Created 09-10-2025 01:02 PM
I'm working with Airflow jobs in CDE. In my case, I have a resource that contains two files: one is the DAG file, and the other is a custom Python script that I want to import into the DAG.
According to the documentation, resources in Airflow are mounted under /app/mount/<PREFIX>. However, when a job is created or updated, the DAG is validated before the resources are actually mounted in that folder, which causes the import to fail.
If I encapsulate the import inside a PythonOperator, it works without issues, because at that point the resources are already available and the file can be found. The error I get during validation is always something like:
"failed: invalid request: Invalid DAG: dag_import: Traceback (most recent call last): File "<frozen importlib._bootstrap>", line 241, in _call_with_frames_removed File "/tmp/tmpfx_nrhlx/dag.py", line 6, in <module> from myModule import func ModuleNotFoundError: No module named 'myModule'"
I’ve tried not only creating the job with the import, but also creating an empty job first (so that the /app/mount/ folder is created), and then updating the DAG file — but the error remains the same.

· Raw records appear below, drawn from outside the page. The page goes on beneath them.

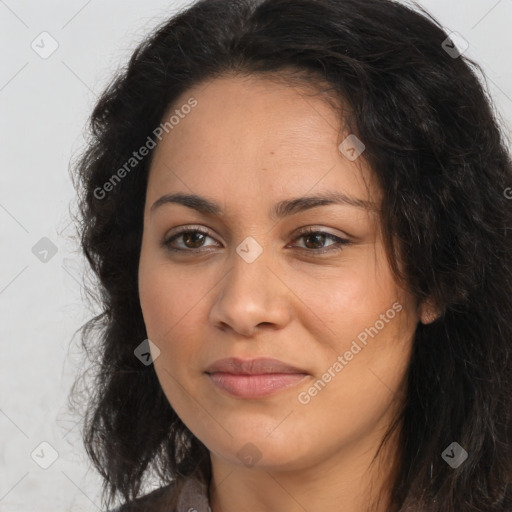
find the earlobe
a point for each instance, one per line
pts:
(428, 312)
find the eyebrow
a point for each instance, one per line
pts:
(280, 210)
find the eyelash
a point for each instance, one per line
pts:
(341, 242)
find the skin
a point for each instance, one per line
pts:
(248, 144)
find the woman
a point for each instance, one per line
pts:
(296, 211)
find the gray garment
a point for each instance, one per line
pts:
(194, 497)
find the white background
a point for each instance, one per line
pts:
(44, 105)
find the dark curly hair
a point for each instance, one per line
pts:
(440, 157)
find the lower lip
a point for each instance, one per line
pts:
(255, 386)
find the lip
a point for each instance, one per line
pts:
(257, 366)
(254, 378)
(255, 386)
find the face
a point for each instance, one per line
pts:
(252, 284)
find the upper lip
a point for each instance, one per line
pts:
(256, 366)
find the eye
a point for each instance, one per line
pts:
(317, 237)
(193, 240)
(193, 236)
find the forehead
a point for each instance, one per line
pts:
(255, 135)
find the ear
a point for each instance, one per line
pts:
(428, 312)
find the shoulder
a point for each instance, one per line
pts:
(154, 501)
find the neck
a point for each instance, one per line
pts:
(346, 480)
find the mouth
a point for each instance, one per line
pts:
(254, 386)
(254, 378)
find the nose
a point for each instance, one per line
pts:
(251, 295)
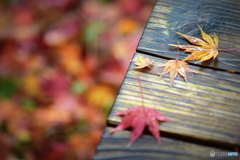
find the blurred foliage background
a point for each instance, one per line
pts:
(61, 65)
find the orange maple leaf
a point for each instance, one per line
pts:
(202, 49)
(143, 63)
(174, 67)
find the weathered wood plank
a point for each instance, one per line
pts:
(170, 16)
(113, 147)
(207, 107)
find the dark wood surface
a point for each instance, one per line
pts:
(113, 147)
(206, 109)
(171, 16)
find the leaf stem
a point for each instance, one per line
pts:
(225, 50)
(141, 90)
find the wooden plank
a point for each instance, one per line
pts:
(171, 16)
(113, 147)
(207, 107)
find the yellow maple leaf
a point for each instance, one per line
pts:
(202, 49)
(174, 67)
(143, 63)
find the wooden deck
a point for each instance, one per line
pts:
(206, 109)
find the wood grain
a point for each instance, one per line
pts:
(207, 107)
(113, 147)
(171, 16)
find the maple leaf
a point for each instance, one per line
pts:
(138, 118)
(143, 63)
(202, 49)
(174, 67)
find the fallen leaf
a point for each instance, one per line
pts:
(143, 63)
(202, 49)
(174, 67)
(138, 118)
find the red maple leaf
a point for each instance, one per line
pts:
(138, 118)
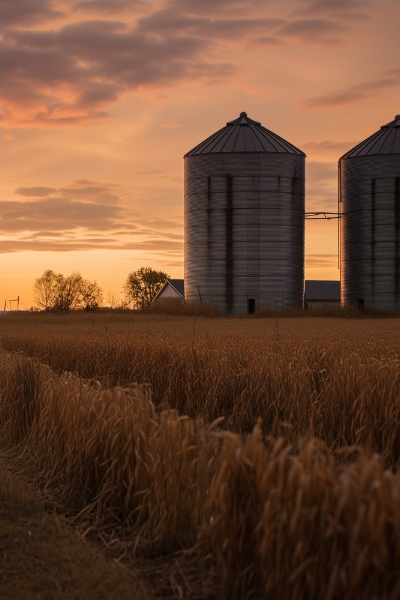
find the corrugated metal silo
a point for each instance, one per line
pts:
(244, 220)
(369, 180)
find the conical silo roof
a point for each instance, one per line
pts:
(384, 141)
(244, 135)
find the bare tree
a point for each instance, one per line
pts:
(53, 291)
(92, 295)
(142, 286)
(46, 289)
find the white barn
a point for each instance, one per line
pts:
(173, 289)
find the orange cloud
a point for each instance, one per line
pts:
(356, 93)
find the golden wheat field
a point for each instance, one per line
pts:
(265, 452)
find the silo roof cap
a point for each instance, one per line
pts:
(244, 135)
(384, 141)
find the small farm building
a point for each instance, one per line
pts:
(173, 289)
(321, 293)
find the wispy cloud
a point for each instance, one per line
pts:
(356, 93)
(315, 32)
(65, 71)
(83, 215)
(328, 147)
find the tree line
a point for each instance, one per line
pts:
(57, 292)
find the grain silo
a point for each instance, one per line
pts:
(369, 183)
(244, 220)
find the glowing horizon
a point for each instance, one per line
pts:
(101, 100)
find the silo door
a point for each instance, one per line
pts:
(251, 306)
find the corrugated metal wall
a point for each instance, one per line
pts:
(370, 231)
(244, 230)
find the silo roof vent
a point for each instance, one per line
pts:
(244, 135)
(384, 141)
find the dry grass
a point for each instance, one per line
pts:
(269, 512)
(42, 558)
(338, 380)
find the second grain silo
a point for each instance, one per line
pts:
(244, 220)
(369, 180)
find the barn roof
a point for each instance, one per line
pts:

Has anyone faced this issue and found a solution to make the import work from the beginning, without having to encapsulate it inside a function?
Created 09-11-2025 02:37 PM
Hello @ariajesus,
Welcome to our community. Glad to see you here.
How did you create the resource?
As a File Resource or as a Python Environment?
Here are the steps how you can create it:
https://docs.cloudera.com/data-engineering/1.5.4/use-resources/topics/cde-create-python-virtual-env....
Created 09-11-2025 03:03 PM
I create a resource as a file, because the python-env resources are specifically for managing Python packages in requirements.txt, according to the documentation.
Thanks!